Find the image of the point (1, 2) in the line x - 2y - 7 = 0.

The given line is x - 2y - 7 = 0 …..(i)

⇒ 2y = x - 7

⇒ y = $\dfrac{1}{2}x - \dfrac{7}{2}$.

The slope of the line (i) = m₁ = $\dfrac{1}{2}.$

Let the point (1, 2) be P.

From P draw a perpendicular to the line (i) and produce it to point P' such that P'M = MP, then P' is the image of P in line (i) and line (i) is the right bisector of the segment PP'.

Let P' be (a, b).

Then slope of PP' = m₂ = $\dfrac{b - 2}{a - 1}$.

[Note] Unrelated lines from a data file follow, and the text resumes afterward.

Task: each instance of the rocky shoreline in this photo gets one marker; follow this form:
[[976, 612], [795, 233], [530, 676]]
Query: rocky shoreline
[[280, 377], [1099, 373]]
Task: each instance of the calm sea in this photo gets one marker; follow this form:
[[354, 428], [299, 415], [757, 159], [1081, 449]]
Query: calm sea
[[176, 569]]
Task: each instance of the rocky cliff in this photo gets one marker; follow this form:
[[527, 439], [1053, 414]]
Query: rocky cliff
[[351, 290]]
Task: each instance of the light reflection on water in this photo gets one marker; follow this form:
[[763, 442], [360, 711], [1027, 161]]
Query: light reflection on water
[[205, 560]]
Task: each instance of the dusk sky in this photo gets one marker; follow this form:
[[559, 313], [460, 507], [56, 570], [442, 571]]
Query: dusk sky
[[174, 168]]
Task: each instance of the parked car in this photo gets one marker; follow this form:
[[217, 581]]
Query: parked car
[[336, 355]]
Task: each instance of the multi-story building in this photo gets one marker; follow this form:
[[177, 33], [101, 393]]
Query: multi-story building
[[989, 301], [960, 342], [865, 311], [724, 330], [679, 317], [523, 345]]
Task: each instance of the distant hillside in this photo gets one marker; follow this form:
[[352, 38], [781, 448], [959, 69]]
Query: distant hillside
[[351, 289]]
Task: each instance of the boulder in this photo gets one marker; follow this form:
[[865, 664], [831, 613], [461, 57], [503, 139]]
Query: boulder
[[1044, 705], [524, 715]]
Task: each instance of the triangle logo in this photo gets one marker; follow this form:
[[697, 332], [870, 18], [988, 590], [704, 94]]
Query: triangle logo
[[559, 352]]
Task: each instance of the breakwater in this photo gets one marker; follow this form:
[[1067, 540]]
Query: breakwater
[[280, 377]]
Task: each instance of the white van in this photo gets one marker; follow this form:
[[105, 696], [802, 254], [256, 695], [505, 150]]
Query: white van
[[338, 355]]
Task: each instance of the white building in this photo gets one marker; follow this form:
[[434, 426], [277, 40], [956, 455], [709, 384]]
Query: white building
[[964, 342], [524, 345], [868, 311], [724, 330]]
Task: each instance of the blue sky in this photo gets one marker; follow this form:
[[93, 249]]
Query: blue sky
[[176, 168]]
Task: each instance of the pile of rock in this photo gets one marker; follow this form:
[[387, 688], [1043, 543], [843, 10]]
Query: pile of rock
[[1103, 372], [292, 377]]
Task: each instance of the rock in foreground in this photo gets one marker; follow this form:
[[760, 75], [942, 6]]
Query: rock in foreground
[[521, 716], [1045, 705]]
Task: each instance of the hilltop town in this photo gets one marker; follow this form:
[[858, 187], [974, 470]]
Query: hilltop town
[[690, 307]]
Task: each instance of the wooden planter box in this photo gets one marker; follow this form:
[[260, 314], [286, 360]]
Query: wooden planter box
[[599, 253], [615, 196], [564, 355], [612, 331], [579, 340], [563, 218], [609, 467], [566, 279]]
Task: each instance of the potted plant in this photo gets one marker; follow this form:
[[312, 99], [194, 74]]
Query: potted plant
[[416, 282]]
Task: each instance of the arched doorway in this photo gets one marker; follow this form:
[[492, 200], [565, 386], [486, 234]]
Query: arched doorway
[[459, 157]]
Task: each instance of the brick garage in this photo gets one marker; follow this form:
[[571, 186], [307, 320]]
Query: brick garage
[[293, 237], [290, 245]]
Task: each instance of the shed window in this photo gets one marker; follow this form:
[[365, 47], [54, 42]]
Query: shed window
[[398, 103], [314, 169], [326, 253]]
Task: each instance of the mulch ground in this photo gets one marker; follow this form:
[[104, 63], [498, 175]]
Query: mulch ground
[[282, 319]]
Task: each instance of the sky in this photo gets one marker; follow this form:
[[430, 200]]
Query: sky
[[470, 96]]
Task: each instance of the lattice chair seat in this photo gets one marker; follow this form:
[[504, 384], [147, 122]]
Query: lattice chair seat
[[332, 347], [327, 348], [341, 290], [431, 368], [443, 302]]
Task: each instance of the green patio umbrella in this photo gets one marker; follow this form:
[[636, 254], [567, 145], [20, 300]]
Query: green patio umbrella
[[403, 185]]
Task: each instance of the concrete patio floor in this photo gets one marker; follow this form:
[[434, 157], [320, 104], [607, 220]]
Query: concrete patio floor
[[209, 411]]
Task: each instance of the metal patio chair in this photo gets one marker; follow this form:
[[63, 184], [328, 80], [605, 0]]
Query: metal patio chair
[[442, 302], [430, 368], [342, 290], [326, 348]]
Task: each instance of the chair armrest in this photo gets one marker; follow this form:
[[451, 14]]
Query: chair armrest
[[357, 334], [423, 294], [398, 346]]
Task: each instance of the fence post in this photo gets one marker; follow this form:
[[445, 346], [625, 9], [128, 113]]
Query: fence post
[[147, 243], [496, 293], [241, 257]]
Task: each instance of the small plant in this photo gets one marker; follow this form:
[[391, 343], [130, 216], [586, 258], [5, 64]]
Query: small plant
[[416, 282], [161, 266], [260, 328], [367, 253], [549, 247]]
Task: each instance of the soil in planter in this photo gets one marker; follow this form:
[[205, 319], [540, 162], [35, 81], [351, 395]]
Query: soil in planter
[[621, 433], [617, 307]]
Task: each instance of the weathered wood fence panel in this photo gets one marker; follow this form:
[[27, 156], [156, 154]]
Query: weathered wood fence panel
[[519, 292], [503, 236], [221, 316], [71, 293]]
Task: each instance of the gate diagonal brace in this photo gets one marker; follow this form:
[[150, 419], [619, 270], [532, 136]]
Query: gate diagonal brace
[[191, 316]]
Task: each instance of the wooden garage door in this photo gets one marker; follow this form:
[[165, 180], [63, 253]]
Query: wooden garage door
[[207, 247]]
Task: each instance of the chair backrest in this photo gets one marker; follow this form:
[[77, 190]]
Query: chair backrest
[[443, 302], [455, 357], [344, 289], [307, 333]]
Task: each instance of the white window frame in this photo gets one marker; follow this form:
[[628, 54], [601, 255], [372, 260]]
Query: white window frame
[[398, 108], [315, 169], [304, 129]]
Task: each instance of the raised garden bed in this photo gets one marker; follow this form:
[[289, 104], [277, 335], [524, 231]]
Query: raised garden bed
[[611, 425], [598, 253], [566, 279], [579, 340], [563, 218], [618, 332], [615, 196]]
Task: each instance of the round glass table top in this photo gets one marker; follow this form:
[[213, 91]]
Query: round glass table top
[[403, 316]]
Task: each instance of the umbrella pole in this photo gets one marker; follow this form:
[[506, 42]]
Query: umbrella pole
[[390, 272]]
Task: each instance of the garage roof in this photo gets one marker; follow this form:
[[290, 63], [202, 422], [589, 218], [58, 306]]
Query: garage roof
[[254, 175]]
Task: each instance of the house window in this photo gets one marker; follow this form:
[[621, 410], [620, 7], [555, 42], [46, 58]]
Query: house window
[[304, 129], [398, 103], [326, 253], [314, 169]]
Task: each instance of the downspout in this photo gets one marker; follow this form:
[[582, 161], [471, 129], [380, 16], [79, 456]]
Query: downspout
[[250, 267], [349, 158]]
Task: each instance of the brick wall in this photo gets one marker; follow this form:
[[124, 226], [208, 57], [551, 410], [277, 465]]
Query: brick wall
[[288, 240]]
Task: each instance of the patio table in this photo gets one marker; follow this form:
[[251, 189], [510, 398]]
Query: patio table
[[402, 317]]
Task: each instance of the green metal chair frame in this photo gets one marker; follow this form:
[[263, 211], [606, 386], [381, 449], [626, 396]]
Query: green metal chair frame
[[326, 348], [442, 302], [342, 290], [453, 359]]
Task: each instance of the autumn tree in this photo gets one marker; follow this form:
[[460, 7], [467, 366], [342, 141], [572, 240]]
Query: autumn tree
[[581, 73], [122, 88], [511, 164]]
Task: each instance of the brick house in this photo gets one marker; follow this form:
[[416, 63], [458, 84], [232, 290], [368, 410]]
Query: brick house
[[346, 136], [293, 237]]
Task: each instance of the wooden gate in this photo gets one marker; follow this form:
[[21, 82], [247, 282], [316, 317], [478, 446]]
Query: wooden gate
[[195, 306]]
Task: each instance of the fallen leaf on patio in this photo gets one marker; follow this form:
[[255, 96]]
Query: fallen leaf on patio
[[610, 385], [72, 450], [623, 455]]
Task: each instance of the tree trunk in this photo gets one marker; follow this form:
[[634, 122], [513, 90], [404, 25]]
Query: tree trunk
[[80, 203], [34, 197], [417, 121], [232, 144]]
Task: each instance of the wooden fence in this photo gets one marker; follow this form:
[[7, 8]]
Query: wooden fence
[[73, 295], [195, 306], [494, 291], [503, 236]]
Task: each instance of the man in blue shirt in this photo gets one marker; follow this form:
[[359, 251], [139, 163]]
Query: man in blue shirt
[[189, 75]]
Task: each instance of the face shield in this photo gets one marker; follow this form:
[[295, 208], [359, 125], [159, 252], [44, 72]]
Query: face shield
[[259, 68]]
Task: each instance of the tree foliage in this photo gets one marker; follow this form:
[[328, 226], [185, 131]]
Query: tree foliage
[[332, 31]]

Since, line (i) is perpendicular to PP' so,

$\Rightarrow m$1 \times m2 = -1 \\[1em] \Rightarrow \dfrac{1}{2} \times \dfrac{b - 2}{a - 1} = -1 \\[1em] \Rightarrow \dfrac{b - 2}{2a - 2} = -1 \\[1em] \Rightarrow b - 2 = -2a + 2 \\[1em] \Rightarrow 2a + b = 4 \space …..(\text{iii})

Also mid-point of PP' is M$\Big(\dfrac{a + 1}{2}, \dfrac{b + 2}{2}\Big)$.

Since, (i) is the right bisector of the segment PP', M lies on (i)

$\Rightarrow \dfrac{a + 1}{2} - 2\Big(\dfrac{b + 2}{2}\Big) - 7 = 0 \\[1em] \Rightarrow \dfrac{a + 1}{2} - b - 2 - 7 = 0 \\[1em] \Rightarrow \dfrac{a + 1}{2} - b = 9 \\[1em] \Rightarrow \dfrac{a + 1 - 2b}{2} = 9 \\[1em] \Rightarrow a + 1 - 2b = 18 \\[1em] \Rightarrow a - 2b = 17 \space ….(\text{iv})$

Multiplying equation (iv) by 2 and subtracting from (iii) we get,

$\Rightarrow 2a + b - 2(a - 2b) = 4 - 34 \\[1em] \Rightarrow 2a + b - 2a + 4b = -30 \\[1em] \Rightarrow 5b = -30 \\[1em] \Rightarrow b = -6.$

Putting value of b in Eq (iii),

⇒ 2a - 6 = 4
⇒ 2a = 10
⇒ a = 5.

P' = (a, b) = (5, -6).

Hence, the coordinates of image are (5, -6).